2- Le statut fiscal, la fiscalité sur les
successions et le financement de l'économie :
A- Le statut fiscal :
a) le dispositif d'incitation à
l'investissement
L'objectif de développement économique de la Corse
doit guider la définition du statut fiscal appelé à succéder à la zone franche, à
compter de janvier 2002.
Ce statut doit bénéficier d'une certaine
stabilité dans le temps, viser la réalisation d'objectifs de nature économique et
sociale et faire l'objet d'une évaluation périodique conduisant, en tant que de besoin,
à des adaptations.
Le coût des exonérations devra tenir dans une
enveloppe constante, telle qu'elle peut être évaluée aujourd'hui.
Les objectifs prioritaires sont :
- la relance de l'investissement et le
développement de la capacité de production de l'économie de la Corse dans des secteurs
définis comme prioritaires : hôtellerie, nouvelles technologies, industrie, énergie. -
le développement économique des zones défavorisées de l'intérieur de l'île.
Le Gouvernement proposera au Parlement d'inciter à
l'investissement dans les secteurs prioritaires de l'économie de la Corse par un
mécanisme reposant sur un crédit d'impôt, égal à un pourcentage à déterminer de
l'investissement réalisé. Ce crédit d'impôt serait reportable et partiellement
remboursable, au terme d'une période à déterminer.
Ce dispositif de soutien à l'investissement en
Corse aura vocation à s'appliquer pendant 10 ans, sous réserve de l'agrément
communautaire.
b) la fiscalité indirecte
La situation actuelle se caractérise par des taux
particuliers de TVA, une affectation de 3 % des recettes de TIPP aux départements et de
10 % à la collectivité territoriale de Corse, une affectation totale à la celle-ci des
droits sur les alcools, une affectation de 25 % des droits sur les tabacs aux
départements et 75 % à la collectivité territoriale de Corse, leur taux étant réduit
par rapport au continent. Au total, l'ensemble de ces dispositions se traduit chaque
année par une contribution du budget de l'Etat de 930 MF.

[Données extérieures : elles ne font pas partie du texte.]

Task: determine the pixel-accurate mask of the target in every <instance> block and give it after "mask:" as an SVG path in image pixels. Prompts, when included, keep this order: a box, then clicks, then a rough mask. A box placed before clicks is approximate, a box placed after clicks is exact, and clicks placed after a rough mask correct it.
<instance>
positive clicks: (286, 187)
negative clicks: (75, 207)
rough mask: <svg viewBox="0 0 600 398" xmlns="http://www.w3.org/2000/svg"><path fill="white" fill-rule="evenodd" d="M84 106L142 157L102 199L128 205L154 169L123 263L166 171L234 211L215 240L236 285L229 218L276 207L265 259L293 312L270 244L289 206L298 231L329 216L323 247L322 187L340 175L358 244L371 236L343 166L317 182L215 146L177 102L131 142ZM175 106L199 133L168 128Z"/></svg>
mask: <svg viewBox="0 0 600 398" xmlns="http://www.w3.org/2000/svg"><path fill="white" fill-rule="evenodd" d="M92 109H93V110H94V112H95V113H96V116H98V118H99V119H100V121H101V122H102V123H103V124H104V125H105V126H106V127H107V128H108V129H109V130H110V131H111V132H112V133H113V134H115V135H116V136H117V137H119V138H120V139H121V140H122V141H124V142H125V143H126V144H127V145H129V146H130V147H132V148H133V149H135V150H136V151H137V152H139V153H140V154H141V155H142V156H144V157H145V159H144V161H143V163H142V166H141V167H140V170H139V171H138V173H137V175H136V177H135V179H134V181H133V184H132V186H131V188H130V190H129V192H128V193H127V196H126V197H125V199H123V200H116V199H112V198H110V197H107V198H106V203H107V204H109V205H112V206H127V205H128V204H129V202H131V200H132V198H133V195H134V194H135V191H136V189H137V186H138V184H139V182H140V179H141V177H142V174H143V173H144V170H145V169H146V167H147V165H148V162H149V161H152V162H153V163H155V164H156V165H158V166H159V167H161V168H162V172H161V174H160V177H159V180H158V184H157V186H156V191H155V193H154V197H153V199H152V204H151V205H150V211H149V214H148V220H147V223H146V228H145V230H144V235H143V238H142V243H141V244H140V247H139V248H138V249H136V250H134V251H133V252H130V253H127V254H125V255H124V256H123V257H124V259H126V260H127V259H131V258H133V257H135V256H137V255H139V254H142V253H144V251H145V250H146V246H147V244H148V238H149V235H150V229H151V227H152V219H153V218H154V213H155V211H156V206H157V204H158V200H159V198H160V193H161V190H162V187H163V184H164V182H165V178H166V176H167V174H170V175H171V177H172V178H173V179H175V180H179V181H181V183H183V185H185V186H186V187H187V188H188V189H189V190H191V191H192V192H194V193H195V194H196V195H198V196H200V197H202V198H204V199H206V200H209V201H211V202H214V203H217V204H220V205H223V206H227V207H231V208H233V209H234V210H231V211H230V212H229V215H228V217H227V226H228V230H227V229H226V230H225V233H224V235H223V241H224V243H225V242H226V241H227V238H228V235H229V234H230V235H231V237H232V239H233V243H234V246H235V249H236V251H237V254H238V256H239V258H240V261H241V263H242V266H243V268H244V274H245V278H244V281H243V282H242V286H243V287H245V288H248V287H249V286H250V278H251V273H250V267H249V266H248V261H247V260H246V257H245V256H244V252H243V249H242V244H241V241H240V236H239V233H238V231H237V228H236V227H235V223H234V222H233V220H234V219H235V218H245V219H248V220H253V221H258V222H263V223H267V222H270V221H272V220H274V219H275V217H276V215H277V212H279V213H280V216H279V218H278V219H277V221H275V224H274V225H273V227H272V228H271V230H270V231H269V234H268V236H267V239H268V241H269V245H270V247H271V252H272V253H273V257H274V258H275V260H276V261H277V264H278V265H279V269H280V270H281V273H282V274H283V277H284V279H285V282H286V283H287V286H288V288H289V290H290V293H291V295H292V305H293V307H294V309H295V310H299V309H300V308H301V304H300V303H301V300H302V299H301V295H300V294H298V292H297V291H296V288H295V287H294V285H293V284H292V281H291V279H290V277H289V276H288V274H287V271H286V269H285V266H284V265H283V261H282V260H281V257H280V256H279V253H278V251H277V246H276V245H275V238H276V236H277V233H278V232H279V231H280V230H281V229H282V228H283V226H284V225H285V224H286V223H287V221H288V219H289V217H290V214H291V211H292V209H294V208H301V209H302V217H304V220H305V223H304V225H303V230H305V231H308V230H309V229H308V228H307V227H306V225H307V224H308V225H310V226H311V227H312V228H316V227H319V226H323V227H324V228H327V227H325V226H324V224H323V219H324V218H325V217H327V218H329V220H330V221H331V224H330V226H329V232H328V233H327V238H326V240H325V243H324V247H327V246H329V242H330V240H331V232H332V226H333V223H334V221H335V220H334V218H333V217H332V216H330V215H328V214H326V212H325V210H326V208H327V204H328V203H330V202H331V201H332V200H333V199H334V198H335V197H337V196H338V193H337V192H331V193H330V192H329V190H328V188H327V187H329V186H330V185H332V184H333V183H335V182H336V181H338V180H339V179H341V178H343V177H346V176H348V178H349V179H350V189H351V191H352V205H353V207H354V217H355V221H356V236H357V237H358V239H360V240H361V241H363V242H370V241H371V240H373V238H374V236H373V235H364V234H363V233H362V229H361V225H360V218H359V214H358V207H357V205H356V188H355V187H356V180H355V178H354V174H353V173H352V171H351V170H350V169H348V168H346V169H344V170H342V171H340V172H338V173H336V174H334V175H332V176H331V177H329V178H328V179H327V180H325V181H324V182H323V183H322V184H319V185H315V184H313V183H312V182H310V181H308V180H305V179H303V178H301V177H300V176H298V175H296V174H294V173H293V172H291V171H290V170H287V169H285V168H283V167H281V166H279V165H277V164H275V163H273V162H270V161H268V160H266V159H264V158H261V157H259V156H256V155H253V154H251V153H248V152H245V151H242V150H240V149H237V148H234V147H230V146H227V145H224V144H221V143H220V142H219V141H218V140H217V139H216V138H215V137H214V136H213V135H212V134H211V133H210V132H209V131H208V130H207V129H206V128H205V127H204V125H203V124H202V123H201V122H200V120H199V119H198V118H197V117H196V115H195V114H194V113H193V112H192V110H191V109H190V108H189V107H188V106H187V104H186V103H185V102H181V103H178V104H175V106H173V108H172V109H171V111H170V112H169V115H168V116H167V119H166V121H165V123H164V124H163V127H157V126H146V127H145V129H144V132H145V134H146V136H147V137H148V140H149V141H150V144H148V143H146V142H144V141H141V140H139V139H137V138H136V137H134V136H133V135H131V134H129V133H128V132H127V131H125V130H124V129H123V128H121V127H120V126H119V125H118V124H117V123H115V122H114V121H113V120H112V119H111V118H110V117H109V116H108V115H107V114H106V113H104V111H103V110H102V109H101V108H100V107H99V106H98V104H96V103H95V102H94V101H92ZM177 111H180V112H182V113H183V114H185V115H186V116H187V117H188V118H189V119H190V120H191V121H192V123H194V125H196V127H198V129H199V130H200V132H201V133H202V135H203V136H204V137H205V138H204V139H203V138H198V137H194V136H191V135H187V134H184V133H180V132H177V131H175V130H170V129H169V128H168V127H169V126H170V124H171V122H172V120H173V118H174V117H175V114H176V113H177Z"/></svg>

Le Gouvernement proposera au Parlement : - de
maintenir le dispositif existant, sous réserve de sa conformité aux règles
communautaires - de remplacer le transfert des droits sur les alcools par un transfert
équivalent de TIPP.
La part de la TIPP transférée au profit de la
collectivité pourra être accrue pour tenir compte notamment de la charge résultant des
compétences nouvelles qui lui seront transférées.
B- La fiscalité sur les successions :
Le Gouvernement proposera au Parlement le dispositif
suivant :
- le principe de l'obligation de déclaration de
succession s'appliquera pour les successions ouvertes à compter du 1er janvier 2001 ; -
la reconstitution des titres de propriété sera effectuée au cours d'une période
transitoire de 10 ans ; pendant cette période, des mesures d'aide à l'expertise seront
financées avec le concours de la collectivité et de l'Etat ; l'exonération des droits
de licitation et de partage ainsi que des droits sur les procurations et les attestations
notariées après décès sera reconduite ; - pendant cette période de 10 ans,
l'exonération des droits sera complète. Pour une deuxième période, d'une durée de 5
ans, un dispositif comportant une réfaction de 50% sur la valeur des immeubles sis en
Corse sera mis en place pour les successions ; - le délai de dépôt des déclarations de
succession sera allongé pendant la période transitoire de 10 ans pour permettre, quand
c'est nécessaire, la reconstitution des titres de propriété ; - Le bénéfice des
dispositions précédentes sera conditionné par la reconstitution des titres de
propriété, lorsqu'ils font défaut ; - la définition du régime fiscal applicable aux
successions à l'issue de ces deux périodes transitoires, de 15 ans au total, fera
l'objet d'une concertation entre la collectivité et l'Etat.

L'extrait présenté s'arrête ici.